Pip day or "egg crack day" will be about day 19 or so in the incubation and you can hear the baby chicks peeping to get out. It's very tempting to open the incubator or to want to help the baby chick. Do NOT open the incubator, if you do the chicks will die from lack of humidity as the eggs will wrap tightly around the un-hatched chicks re-sealing them in the eggs. Let Mother Nature do the work of bringing life in the world. Wait until all chicks hatch (about day 22 or day 23. If any eggs are "late hatches" they will be usually weak or deformed. Its best to not allow these eggs to hatch as the chicks will be weak or deformed. They will rarely live past a few hours.
Many animal farms will not want roosters, so have another plan in place for your growing flock of chickens.
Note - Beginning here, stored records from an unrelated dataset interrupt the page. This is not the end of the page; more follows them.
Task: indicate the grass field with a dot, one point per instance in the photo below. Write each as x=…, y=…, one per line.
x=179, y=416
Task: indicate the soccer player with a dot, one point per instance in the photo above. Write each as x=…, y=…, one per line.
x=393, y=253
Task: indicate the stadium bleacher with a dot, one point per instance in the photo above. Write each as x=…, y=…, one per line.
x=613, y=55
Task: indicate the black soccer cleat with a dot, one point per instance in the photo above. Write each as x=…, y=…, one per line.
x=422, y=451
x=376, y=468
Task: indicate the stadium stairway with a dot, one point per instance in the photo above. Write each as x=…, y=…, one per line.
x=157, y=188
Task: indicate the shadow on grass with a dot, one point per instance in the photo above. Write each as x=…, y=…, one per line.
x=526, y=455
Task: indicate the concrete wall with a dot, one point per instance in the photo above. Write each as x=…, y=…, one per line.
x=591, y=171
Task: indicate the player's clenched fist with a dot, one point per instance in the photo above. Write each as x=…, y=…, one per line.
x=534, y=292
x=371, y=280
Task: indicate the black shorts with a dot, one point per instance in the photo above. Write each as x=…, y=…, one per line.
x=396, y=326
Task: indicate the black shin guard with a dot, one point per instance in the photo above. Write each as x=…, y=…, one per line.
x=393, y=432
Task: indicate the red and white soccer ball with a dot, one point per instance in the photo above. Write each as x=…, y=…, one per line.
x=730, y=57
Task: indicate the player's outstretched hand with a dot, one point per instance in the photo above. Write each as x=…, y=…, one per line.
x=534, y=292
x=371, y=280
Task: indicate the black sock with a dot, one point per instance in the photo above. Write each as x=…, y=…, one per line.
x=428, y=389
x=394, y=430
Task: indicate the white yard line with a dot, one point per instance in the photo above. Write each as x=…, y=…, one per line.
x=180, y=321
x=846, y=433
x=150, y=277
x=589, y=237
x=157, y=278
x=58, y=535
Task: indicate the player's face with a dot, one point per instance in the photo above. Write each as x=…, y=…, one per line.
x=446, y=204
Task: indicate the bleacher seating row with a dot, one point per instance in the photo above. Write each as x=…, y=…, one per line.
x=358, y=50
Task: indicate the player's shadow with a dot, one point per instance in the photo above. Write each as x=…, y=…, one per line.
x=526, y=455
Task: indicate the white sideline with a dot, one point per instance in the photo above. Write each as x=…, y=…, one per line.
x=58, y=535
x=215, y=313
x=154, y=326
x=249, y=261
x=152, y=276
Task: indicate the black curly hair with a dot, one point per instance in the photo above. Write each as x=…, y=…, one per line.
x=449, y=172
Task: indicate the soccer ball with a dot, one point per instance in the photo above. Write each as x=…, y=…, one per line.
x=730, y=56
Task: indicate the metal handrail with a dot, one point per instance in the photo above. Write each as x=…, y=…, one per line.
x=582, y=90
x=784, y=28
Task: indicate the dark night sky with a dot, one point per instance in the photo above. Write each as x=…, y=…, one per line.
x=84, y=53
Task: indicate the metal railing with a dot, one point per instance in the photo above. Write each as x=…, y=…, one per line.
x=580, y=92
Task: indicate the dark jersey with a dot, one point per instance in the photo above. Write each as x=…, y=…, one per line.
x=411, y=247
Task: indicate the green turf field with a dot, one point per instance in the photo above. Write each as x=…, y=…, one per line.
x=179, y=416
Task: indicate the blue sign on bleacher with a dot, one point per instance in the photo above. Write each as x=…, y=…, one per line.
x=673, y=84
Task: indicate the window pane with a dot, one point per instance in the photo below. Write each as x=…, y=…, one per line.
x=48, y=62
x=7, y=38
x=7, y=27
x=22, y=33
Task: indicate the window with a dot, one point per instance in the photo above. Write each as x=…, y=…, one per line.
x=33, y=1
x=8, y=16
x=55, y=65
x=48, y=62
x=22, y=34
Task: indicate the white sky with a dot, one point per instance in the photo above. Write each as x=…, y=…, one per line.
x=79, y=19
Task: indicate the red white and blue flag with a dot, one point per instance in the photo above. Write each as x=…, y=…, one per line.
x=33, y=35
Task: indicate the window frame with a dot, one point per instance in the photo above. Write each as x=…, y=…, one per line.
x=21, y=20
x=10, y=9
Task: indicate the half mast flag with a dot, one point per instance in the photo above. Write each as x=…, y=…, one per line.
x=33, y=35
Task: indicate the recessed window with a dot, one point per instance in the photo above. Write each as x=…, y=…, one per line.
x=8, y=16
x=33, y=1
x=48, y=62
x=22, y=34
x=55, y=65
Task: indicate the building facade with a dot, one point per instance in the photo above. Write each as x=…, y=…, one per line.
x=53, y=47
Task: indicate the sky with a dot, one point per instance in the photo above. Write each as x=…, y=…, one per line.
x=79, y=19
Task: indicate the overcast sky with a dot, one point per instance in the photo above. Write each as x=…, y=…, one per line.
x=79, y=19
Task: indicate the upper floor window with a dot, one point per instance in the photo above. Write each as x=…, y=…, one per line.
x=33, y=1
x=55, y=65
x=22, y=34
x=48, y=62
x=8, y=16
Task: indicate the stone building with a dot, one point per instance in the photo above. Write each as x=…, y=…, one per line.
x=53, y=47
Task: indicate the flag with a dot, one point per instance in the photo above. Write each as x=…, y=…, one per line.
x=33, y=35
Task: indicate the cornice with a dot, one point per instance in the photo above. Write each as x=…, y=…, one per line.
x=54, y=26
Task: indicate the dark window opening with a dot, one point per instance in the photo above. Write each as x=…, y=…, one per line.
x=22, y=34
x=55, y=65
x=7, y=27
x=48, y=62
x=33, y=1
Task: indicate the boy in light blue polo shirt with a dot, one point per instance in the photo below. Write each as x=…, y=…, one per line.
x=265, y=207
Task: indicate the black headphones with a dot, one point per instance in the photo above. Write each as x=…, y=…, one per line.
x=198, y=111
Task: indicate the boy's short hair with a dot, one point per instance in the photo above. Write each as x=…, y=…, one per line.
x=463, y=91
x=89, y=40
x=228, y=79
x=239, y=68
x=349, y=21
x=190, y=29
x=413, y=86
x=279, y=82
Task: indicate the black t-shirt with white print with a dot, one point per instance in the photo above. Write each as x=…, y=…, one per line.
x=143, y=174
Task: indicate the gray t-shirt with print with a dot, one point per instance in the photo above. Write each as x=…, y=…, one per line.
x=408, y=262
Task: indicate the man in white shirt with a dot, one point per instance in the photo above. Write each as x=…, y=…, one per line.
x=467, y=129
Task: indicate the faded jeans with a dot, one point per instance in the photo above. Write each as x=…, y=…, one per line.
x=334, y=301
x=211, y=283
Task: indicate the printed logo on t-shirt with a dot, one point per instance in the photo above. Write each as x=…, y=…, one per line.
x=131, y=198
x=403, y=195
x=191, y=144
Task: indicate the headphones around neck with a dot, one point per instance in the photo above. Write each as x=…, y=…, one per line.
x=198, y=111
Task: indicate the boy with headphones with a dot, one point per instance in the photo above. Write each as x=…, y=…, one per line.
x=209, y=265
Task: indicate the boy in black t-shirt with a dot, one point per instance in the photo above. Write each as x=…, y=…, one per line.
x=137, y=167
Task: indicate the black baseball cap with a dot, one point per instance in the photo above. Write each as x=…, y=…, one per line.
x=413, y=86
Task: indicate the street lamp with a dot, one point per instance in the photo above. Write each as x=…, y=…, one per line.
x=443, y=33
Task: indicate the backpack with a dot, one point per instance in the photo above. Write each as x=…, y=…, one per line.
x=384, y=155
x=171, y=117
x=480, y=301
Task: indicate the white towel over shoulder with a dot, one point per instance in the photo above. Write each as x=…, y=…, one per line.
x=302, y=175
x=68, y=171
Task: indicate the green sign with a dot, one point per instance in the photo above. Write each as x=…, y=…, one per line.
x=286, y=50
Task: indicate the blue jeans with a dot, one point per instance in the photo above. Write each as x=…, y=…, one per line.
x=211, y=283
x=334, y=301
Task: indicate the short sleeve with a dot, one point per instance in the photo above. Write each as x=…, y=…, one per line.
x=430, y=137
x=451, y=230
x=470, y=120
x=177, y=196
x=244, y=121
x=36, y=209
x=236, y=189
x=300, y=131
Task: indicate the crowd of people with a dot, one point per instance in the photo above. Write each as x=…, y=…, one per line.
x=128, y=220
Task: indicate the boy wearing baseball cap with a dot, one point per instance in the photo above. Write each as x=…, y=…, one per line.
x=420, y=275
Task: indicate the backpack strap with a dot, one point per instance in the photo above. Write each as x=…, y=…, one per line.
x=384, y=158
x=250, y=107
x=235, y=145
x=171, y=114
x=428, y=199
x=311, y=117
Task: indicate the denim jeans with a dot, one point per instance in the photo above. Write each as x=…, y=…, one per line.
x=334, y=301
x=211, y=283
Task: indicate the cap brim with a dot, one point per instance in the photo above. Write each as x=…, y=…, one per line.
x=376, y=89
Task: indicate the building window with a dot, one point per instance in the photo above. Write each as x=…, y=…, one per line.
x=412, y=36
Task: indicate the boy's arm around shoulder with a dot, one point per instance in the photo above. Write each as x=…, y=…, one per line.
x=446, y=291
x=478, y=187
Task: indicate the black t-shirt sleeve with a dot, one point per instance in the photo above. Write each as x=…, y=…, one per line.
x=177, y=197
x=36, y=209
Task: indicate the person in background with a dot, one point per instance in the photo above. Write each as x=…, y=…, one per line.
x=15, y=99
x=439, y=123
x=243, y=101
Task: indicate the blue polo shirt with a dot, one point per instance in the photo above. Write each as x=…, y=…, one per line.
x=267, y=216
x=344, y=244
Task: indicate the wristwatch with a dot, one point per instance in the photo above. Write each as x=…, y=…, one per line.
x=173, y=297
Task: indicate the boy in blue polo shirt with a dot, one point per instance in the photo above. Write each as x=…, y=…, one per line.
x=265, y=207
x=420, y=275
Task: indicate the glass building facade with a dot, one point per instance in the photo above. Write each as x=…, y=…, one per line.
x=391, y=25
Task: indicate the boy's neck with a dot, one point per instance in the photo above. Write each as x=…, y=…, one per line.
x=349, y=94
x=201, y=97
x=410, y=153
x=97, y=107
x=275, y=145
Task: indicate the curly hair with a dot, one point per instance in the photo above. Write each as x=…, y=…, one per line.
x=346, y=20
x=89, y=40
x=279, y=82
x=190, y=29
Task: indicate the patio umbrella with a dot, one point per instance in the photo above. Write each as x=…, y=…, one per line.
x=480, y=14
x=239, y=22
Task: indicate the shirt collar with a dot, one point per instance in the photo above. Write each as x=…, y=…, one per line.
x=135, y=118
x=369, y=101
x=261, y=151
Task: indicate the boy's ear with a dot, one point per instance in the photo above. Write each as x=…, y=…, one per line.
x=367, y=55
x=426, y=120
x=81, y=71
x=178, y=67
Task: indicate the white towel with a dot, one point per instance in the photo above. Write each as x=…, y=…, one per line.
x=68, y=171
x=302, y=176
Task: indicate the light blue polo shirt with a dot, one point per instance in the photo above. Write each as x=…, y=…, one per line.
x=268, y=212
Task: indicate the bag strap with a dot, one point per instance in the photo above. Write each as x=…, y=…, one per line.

Some breeds of hens want to hatch a clutch of eggs or "go broody" thus the name "setting hen" They don't want to be bothered for any reason and sometimes wont even get up to eat! Most hens that want to hatch a batch need to be separated from other hens and have a quiet section of a coop area. There are "setting hens" and "non setting breeds" of chickens. Most setting chickens can make good mothers, There can be a lot of fighting and pecking among some hens. Not all hens will want to hatch eggs.There are some noted breeds that are BEST at wanting to hatch eggs. Most "Bantam" sized breeds or Silkies make good brooders for hatching a clutch of eggs. You can't make her want to hatch eggs. Its up to each hen when and where she decides to raise a batch of baby chicks. Of course keep roosters away from young chicks too for their safety,
This is what happens to fertile eggs that are shipped at USPS. Plus remember that all boxes are x-rayed
If throwing your eggs won't damage them, then x ray machines will kill the delicate embryos. Leave it to USPS!